La violenza, fisica e mentale, è uno dei tratti distintivi del film – una violenza mai compiaciuta, ma rappresentazione di una società allo sbando e di vite balorde, in cui la sopraffazione sull’altro diventa un modus vivendi che va anche oltre lo schieramento politico: la Skay picchiata e stuprata con un manganello nel magazzino e poi presa a schiaffi in mezzo alla città, il manifestante pestato e i due fidanzati accoltellati nella disturbante conclusione sono le punte dell’iceberg di un malessere psico-sociale soggiacente a tutto il panorama descritto.

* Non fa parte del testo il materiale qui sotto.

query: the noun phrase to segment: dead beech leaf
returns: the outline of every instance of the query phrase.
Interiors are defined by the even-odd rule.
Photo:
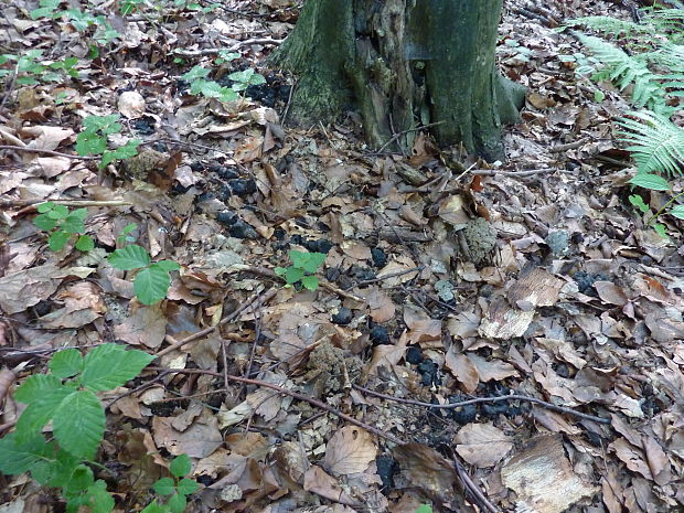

I contrasti generazionali tra genitori e figli – pensiamo al padre che minaccia di morte Michele perché mangia “con la mano sinistra” o la madre di Franco perennemente rifiutata dal figlio – inaspriscono il disagio esistenziale dei ragazzi che degenera nella formazione del “branco”. Inquietudine psico-sociale e politica vanno di pari passo: il film diventa un autentico specchio degli anni di piombo, con le lotte fra “neri” e “rossi”, cortei operai opposti a contro-cortei fascisti, ragazzi della Milano-bene che mostrano il loro lato più belluino, oscuri mandanti che cercano giovani da arruolare, mentre la polizia sta a guardare dimostrando una certa tolleranza (paradossalmente, interviene solo quando compiono l’azione più innocua, esibendosi in un parco con falli di gomma).

Perfette come sempre le musiche di Ennio Morricone, basate soprattutto su un pezzo ossessivo e martellante che in alcuni passaggi diventa una sorta di marcia militare, con tanto di fischietti. Una curiosità sulle musiche: durante la soffiata di Fabrizio a un poliziotto, sentiamo in sottofondo il meraviglioso brano Un ami di Morricone (in versione strumentale), estrapolato dalla colonna sonora del capolavoro Revolver (1973) di Sergio Sollima.

San Babila ore 20 è anche un viaggio nella Milano degli anni Settanta, di cui vediamo numerosi scorci (essendo il film ambientato soprattutto in esterni), identificabili anche grazie al “location tour” presente negli extra del Dvd e Bluray: non solo Piazza San Babila ma anche Piazza Diaz, Piazza Duomo, il Cimitero Maggiore, Corso Vittorio Emanuele II, Piazza Sempione e altri ancora, oltre a varie strade di periferia fino a Sesto San Giovanni.